In the traditional proactive product line approach, there are typically two distinct engineering teams, one for domain engineering (to develop the core assets) and one for application engineering (to create product instances from the core assets). This is consistent with the traditional enterprise software model where a development team creates the core software technology and a professional services team extends, configures, modifies, and integrates the software to meet the specialized needs of individual customers or market segments. At Salion, we chose not to follow these models – we eliminated the traditional application engineering and professional service roles.

We utilize the BigLever product line technology to automate the production of all products from our evolving collection of core assets. The software product outputs from the automatic production are never directly modified, thus it is the development teams' responsibility to make sure that all product instances can always be regenerated from the core assets. Avoiding the overhead and coordination required for two separate domain and application engineering teams keeps our engineering organization lean and the product line agile.

Reactive Evolution of the Scope

When scoping new features for our product line, Salion uses the reactive guideline, “think ahead, but not too far ahead”. Being excessively proactive proved in several cases to be wasteful due to inaccurate guesses about customer demands. In contrast, by being more reactive, less time is spent implementing specific features and variants when they are clearly needed.
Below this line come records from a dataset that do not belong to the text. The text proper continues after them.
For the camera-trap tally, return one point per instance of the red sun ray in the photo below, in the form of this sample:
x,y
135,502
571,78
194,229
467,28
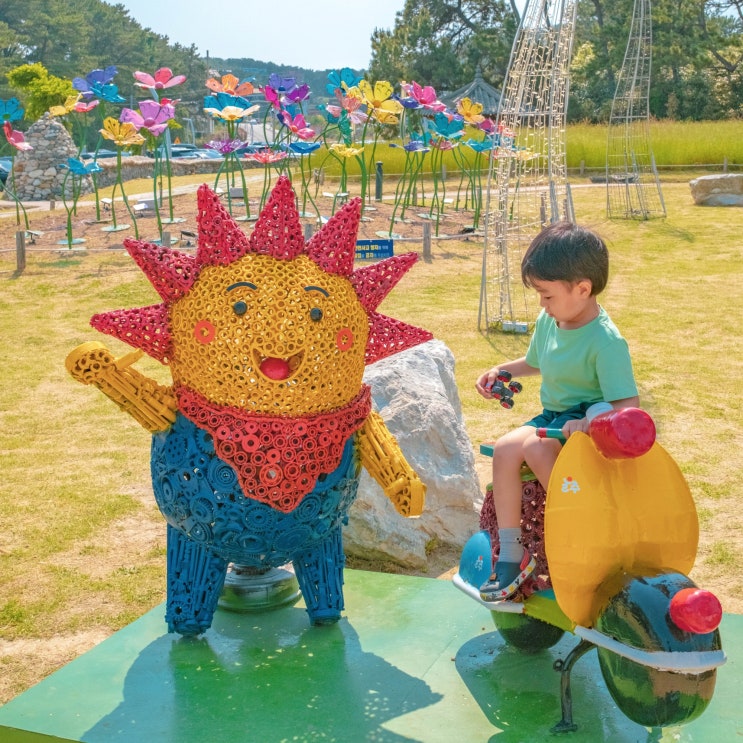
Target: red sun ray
x,y
333,248
278,231
145,327
171,272
388,336
373,283
221,241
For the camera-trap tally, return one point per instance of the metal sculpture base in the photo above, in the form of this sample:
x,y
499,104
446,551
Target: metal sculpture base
x,y
248,589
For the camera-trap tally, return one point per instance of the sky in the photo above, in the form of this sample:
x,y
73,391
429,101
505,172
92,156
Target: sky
x,y
313,34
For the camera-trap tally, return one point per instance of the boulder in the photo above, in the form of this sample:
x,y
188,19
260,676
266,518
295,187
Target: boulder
x,y
416,394
725,189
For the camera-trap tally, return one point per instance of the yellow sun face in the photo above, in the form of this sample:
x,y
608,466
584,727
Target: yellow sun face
x,y
270,336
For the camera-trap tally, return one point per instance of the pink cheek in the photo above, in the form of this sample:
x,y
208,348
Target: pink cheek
x,y
344,339
204,331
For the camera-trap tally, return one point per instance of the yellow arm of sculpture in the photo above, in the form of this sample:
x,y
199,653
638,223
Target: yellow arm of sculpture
x,y
152,405
385,462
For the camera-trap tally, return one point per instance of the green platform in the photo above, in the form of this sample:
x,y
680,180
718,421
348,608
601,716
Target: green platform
x,y
413,659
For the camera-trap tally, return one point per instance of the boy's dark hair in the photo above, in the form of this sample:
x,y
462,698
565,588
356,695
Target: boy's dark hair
x,y
566,252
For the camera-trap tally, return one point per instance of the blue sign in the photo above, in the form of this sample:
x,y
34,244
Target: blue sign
x,y
373,250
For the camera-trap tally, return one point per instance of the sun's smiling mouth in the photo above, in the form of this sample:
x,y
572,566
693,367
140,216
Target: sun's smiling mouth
x,y
277,368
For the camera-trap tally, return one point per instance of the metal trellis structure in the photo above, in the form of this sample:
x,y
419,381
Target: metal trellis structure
x,y
528,176
632,185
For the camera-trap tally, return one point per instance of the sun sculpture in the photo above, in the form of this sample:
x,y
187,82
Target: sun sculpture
x,y
258,444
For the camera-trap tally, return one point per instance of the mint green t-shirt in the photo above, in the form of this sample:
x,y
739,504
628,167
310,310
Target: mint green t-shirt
x,y
585,365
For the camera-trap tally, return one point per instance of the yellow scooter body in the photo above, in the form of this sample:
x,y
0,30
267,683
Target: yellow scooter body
x,y
605,518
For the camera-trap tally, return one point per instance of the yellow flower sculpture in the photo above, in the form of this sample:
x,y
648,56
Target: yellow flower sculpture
x,y
381,106
67,107
470,111
231,113
340,149
230,85
122,134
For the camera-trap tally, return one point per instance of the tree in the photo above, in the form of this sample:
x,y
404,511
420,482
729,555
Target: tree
x,y
38,89
442,42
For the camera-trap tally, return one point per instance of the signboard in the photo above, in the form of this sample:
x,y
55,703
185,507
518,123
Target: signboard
x,y
373,250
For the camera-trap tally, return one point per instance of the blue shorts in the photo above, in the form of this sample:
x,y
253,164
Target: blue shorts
x,y
553,419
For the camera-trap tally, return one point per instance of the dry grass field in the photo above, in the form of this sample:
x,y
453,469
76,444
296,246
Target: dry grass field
x,y
81,541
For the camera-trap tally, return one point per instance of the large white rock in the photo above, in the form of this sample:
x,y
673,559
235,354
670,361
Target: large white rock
x,y
416,394
718,190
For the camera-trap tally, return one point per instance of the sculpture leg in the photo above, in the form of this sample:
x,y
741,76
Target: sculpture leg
x,y
195,579
320,574
566,724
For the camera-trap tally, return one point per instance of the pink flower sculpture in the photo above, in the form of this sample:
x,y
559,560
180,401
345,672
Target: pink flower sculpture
x,y
425,95
163,78
15,137
296,125
266,156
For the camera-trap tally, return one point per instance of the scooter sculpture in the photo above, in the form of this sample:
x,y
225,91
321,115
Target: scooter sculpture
x,y
618,537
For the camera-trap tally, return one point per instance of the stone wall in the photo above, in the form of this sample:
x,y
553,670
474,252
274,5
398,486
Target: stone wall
x,y
416,394
39,175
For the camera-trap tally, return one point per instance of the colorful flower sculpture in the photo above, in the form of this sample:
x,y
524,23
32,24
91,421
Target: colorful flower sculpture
x,y
231,109
156,120
78,170
122,134
11,110
258,444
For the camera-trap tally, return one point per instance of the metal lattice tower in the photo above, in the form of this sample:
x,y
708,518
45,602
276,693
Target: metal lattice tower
x,y
527,182
632,185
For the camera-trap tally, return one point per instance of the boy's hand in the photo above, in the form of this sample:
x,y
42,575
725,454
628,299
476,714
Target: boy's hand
x,y
485,382
581,424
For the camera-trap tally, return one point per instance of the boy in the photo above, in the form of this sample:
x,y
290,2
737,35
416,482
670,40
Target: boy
x,y
583,360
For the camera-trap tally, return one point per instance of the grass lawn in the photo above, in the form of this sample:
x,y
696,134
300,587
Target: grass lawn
x,y
81,540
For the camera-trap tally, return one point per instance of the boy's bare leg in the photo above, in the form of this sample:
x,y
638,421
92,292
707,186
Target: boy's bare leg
x,y
508,455
515,564
541,455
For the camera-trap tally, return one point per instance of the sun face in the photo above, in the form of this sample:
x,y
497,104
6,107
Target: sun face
x,y
270,336
266,323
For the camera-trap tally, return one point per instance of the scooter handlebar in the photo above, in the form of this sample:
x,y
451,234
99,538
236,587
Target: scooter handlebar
x,y
624,433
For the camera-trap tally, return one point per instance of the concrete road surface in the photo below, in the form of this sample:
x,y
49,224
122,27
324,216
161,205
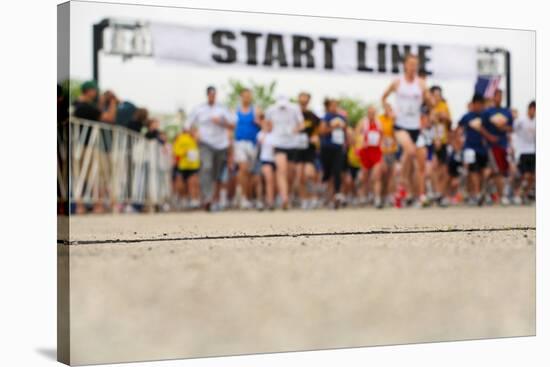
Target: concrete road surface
x,y
162,286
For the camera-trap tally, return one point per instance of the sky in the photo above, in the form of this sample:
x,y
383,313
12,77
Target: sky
x,y
164,88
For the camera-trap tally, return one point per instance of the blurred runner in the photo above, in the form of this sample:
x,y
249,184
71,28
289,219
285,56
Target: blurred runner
x,y
441,118
246,130
308,142
286,119
475,154
213,121
410,92
525,150
389,153
186,152
333,139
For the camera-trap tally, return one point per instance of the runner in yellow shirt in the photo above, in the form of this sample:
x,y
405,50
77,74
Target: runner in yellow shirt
x,y
389,152
441,118
186,153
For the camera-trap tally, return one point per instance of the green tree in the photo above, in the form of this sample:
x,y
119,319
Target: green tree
x,y
71,88
355,108
264,94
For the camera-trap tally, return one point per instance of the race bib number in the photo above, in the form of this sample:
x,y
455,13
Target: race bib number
x,y
192,155
338,136
469,156
373,138
421,141
440,131
303,140
388,142
475,123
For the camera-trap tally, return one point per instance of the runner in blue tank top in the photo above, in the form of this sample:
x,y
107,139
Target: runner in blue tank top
x,y
245,150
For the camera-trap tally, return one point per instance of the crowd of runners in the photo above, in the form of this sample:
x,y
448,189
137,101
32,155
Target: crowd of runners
x,y
409,153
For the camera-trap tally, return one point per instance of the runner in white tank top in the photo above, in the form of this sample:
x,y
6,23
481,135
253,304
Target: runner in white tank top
x,y
408,102
411,92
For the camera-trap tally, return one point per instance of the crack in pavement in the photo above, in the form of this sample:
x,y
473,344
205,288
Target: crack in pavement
x,y
293,235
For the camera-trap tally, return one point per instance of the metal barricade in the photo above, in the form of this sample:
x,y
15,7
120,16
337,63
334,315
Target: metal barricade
x,y
110,165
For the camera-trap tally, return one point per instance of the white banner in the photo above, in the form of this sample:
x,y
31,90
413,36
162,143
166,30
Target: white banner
x,y
301,51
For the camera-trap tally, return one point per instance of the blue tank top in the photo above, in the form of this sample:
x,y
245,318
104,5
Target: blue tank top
x,y
246,128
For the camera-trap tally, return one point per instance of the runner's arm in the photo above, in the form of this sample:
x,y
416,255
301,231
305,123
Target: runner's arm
x,y
392,88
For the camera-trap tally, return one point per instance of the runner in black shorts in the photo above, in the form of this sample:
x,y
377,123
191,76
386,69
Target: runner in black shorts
x,y
308,141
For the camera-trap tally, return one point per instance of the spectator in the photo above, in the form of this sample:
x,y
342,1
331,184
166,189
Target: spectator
x,y
213,122
333,139
85,106
525,150
475,150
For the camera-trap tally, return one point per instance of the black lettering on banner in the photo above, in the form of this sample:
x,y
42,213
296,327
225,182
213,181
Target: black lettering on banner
x,y
398,57
362,57
275,50
381,57
302,46
251,47
230,52
424,58
329,57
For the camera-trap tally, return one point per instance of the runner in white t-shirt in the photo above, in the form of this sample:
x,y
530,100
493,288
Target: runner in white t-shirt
x,y
410,93
266,140
286,119
524,142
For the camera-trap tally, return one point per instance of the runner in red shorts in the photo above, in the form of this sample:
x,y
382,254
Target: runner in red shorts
x,y
370,154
One of the challenges of product line evolution, particularly in the reactive model, is entropy – an ever-growing amount of variation in the core assets. To fight entropy at Salion, we use a combination of technology and vigilance to aggressively search out and refactor emerging abstractions in our software product line. As a result, we are constantly optimizing the product line assets with greater commonality and more concise variations. This provides faster time-to-market for new products, lower development costs, and higher software quality. An unexpected result is that the total source code line count of the core asset base continues to shrink even as new products, features, and variants are added to the product line.